Diuresis is increased urine flow, and diuretics are substances which elicit diuresis. Strictly speaking, by this definition, water is a diuretic, because ingestion of excess water increases urine flow. In medicine and pharmacology, however, the term ‘diuretic’ has come to have a more specific meaning. Diuretics are therapeutic agents which act on the kidneys. They are used to reduce the extracellular fluid volume (see body fluids), and they also reduce the effective circulating blood volume. They are widely used in patients with hypertension and with congestive heart failure. In the latter group, diuretics are used to reduce oedema (tissue swelling due to excess fluid). They have also been used as an aid to slimming, though this is not medically approved.
In the first 20 years of the twentieth century, the diuretics used were theophylline (found in dandelions) and caffeine (in tea and coffee). In 1919, mercurial drugs came into use, followed in the 1950s by thiazides. Details follow of diuretics still widely used.
In the kidneys, water and dissolved substances are filtered from the circulating blood into the microscopic nephrons; most of this water is normally reabsorbed into the blood, whilst the solutes are variously dealt with — retained or rejected according to need.
Water reabsorption from the fluid in the tubules of the nephrons is dependent primarily on reabsorption of sodium ions — the more sodium ions are retrieved, the more water accompanies them back into the blood. The term ‘diuretic’ therefore generally refers to agents which inhibit tubular sodium reabsorption, which occurs to the greatest extent in the first (proximal) part of the tubules through which the fluid flows. With the exception of osmotic diuretics (see below), most diuretics are organic acids, and as such are secreted from the blood into the fluid in the proximal tubules, whence they exert their effects. There are a number of different chemical types of diuretic, and several sites of action within the nephron.
Osmotic diuretics
A straightforward cause of diuresis is the filtration of large amounts of any substance which cannot be reabsorbed by the nephrons. In diabetes mellitus, for example, the plasma glucose concentration (blood sugar) is increased, and the amount of glucose filtered overwhelms the nephrons' reabsorptive mechanism, so that glucose is excreted in the urine, and there is an increased volume of urine. The glucose is acting as an osmotic diuretic. Likewise, a completely non-reabsorbable sugar, mannitol, is often used as an osmotic diuretic agent. So, how do osmotic diuretics work?
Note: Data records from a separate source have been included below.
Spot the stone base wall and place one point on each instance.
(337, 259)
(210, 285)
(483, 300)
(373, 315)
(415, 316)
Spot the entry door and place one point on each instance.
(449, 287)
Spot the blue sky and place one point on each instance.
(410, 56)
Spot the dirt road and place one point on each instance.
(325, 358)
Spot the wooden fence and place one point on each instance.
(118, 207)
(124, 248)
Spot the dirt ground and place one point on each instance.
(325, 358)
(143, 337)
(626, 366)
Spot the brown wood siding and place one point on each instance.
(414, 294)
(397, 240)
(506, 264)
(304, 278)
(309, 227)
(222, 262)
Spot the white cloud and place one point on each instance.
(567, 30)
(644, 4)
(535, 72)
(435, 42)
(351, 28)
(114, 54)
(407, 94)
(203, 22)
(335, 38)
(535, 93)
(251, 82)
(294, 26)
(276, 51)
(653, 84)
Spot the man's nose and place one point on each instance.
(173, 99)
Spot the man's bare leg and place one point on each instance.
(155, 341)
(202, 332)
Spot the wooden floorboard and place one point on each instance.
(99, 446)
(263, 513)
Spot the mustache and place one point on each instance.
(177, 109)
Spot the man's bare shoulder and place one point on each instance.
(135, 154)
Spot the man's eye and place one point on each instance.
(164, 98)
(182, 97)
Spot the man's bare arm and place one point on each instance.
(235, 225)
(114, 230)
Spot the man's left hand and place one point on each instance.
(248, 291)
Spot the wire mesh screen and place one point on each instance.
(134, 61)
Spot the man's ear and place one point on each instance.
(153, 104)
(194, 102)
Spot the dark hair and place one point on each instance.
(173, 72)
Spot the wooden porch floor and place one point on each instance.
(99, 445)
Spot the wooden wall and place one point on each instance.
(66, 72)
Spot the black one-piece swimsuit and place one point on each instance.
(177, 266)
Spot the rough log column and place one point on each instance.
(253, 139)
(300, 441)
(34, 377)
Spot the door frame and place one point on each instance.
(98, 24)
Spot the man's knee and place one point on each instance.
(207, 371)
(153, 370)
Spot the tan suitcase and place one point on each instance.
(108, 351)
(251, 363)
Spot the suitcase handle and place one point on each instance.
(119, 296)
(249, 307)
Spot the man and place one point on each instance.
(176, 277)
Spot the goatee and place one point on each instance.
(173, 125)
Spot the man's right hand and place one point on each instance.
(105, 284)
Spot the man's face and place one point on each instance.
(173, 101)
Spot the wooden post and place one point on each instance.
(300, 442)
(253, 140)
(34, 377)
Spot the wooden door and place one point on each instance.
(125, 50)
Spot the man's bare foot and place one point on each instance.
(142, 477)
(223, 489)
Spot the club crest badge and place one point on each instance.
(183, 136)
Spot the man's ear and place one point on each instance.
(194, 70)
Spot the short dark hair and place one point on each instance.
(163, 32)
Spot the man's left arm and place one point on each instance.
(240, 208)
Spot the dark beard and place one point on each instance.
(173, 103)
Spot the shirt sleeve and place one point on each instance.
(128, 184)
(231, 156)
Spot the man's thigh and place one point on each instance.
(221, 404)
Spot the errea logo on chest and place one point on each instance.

When the proximal tubule reabsorbs sodium ions, water normally follows by osmosis, causing the concentration of non-reabsorbable solutes in the tubular fluid to increase. This limits water reabsorption. If there is additional solute in the fluid (as in the glucose example above) less water than normal follows the sodium ions. This discrepancy results in a lowering of sodium ion concentration in the tubular fluid, and in turn a diminished rate of sodium ion reabsorption. Hence there is increased excretion of both sodium ions and water.
Loop diuretics
Most of the diuretics introduced in recent years are ‘loop’ diuretics — their primary sites of action in the kidneys are the loops of Henle, which the fluid reaches after leaving the proximal tubule. Here sodium ions are normally ‘pumped’ out of this fluid and into the fluid which surrounds the loops and the next channels, the collecting ducts, helping to establish an osmotic gradient which will draw more water out of the incoming fluid. Ethacrynic acid, bumetanide, piretanide, and frusemide are loop diuretics. They act by blocking this movement of sodium, so both sodium and water reabsorption are impaired, and more remains to reach the urine. Loop diuretics also increase potassium loss in the urine, so they are often combined with a dietary potassium supplement.
Other diuretics
Spironolactone competes with the hormone aldosterone for receptor sites in the cells of the distal tubules of the nephrons, which the fluid reaches from the loops of Henle. Since aldosterone promotes absorption of sodium from the tubular fluid, and secretion of potassium into it, spironolactone opposes these actions, enhancing excretion of sodium in the urine — and of water along with it — and decreasing potassium excretion. The diuretics triamterene and amiloride have similar overall effects, though by different molecular mechanisms.